Padbol a écrit le 13/10/2009 à 12:35 :
Reprenons la chronologie : Septembre 2003 : Lahoud copie les vrais listings. 9 janvier 2004 : réunion DDV Rondot Gergorin. 15 Mars : sortie des faux listing 25 Mars : Lahoud en garde à vue, DDV appelle Rondot 31 Mars DDV devient ministre de l'intérieur (contrôle des RG) 14 Avril : Rondot informe lahoud et Gergorin que les listing sont faux. 15 Avri l : contact avec Van Ruynbeck 16 Mai : Gergorin envoie les listings au juge 1er juin : Lahoud embauché par EADS Eté 2004 : Casanova (contact RG de Lahoud) se suicide 24-25 avril 2005 : destruction massive des fichiers Gergorin et Lahoud, prévenu par la police. les RG ? Qui contrôle les RG ? Le ministre de l'intérieur... DDV 28 avril perquisition chez Gergorin et Lahoud. 31 Mai : DDV devient 1er ministre. Juillet 2005 : Gergorin propose un poste à Henry (RG). La chronologie et les faits sont troublants.... Même si DDV n'est pas coupable, il n'est pas forcément tout blanc : il est au centre du début à la fin...
Amaren a écrit le 13/10/2009 à 11:35 :
L'avocat de D.de Villepin peut-il encore, à ce stade de la procédure, faire venir à la barre M.me la Garde des Sceau ainsi que M. Pérol.Sans doute ont-ils des choses intéressantes à dire au Tribunal
JABOU a écrit le 13/10/2009 à 11:22 :
Dominique de villepin est innocent comme le dit Emia et ce n'est pas lui qui devrait se trouver sur le ban des accusés mais celui qui a imposé au procureur de reprendre l'affaire alors que les deux juges l'avait fermée. Il en est de meme de Delmas qui n'est que la victime du complot Gergorin et consort (vous voyez de qui je parle
Danton a écrit le 13/10/2009 à 11:02 :
Cher Saint-Just, c'est la version Sarko des diamants, cf. Jean Bedel Sarkosy (qui, c'est un scandale, n'a pas reçu le Nobel de ll'économie)

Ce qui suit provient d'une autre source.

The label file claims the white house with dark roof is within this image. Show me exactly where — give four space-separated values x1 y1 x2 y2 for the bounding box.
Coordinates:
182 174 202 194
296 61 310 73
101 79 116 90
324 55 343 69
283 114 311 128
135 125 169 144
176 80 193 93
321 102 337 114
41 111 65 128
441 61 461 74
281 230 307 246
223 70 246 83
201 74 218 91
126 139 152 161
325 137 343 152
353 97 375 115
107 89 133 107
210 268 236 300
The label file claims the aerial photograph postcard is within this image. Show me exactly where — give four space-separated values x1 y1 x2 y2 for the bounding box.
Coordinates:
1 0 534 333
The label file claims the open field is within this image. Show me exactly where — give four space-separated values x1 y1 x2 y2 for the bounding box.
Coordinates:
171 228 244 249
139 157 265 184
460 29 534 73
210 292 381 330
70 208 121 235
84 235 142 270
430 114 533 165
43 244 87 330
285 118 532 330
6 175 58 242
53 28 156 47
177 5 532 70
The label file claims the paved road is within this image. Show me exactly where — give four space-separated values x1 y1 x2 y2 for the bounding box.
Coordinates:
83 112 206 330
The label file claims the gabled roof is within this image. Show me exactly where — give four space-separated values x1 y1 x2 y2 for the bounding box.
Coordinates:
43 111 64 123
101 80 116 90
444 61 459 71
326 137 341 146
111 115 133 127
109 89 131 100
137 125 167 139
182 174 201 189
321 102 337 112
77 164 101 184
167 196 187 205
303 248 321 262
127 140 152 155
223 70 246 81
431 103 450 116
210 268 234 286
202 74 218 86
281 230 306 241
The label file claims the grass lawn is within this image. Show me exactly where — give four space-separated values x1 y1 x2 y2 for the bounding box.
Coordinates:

Douli a écrit le 13/10/2009 à 10:45 :
Je vais suivre les plaidoiries que vous publiez pour essayer de ma faire une idée. Actuellement je suis incapable de me forger une opinion.Que Villepin et Sarkosy ne sont pas de grands amis est un euphémisme. J'espère avoir une vue plus claire de l'affaire à la fin du procès.
émia a écrit le 13/10/2009 à 10:25 :
Monsieur Dominique de Villepin est innocent, non seulement il doit être blanchi de toutes accusations, mais indemniser, ce procès est une honte pour la FRANCE, une magouille de plus de ns, quand toute cette mascarade prendra fin... la justice, quelle justice, celle du seigneur!!!! ce n'est guère joli, allez messieurs les juges, ouvrez les yeux et vous finirez par vous apercevoir de la supercherie. Encore plein de courage à Monsieur de VILLEPIN
Saint-Just a écrit le 13/10/2009 à 10:03 :
D. de Villepin est innocent des crimes dont on l'accuse dans l'affaire Clearstream. Les craintes qu'il inspire à l'actuel locataire de l'Elysée semblent être la cause de sa présence sur les bancs des accusés. Après l'affaire Cleartream, puis celle de F. Mitterrand arrive maintenant celle de son fils Jean qui doit être nommé à l'EPAD (quartier de la Défense). Cette dernière affaire sera-t-elle pour N. Sarkozy ce que fut l'affaire des diamants pour V. Giscard d'Estaing c'est à dire le commencement de la fin?
yane a écrit le 13/10/2009 à 08:13 :
qui est le coupable, qui est la victime , peut-être pas celui que l'on pense, à qui a profité le crime?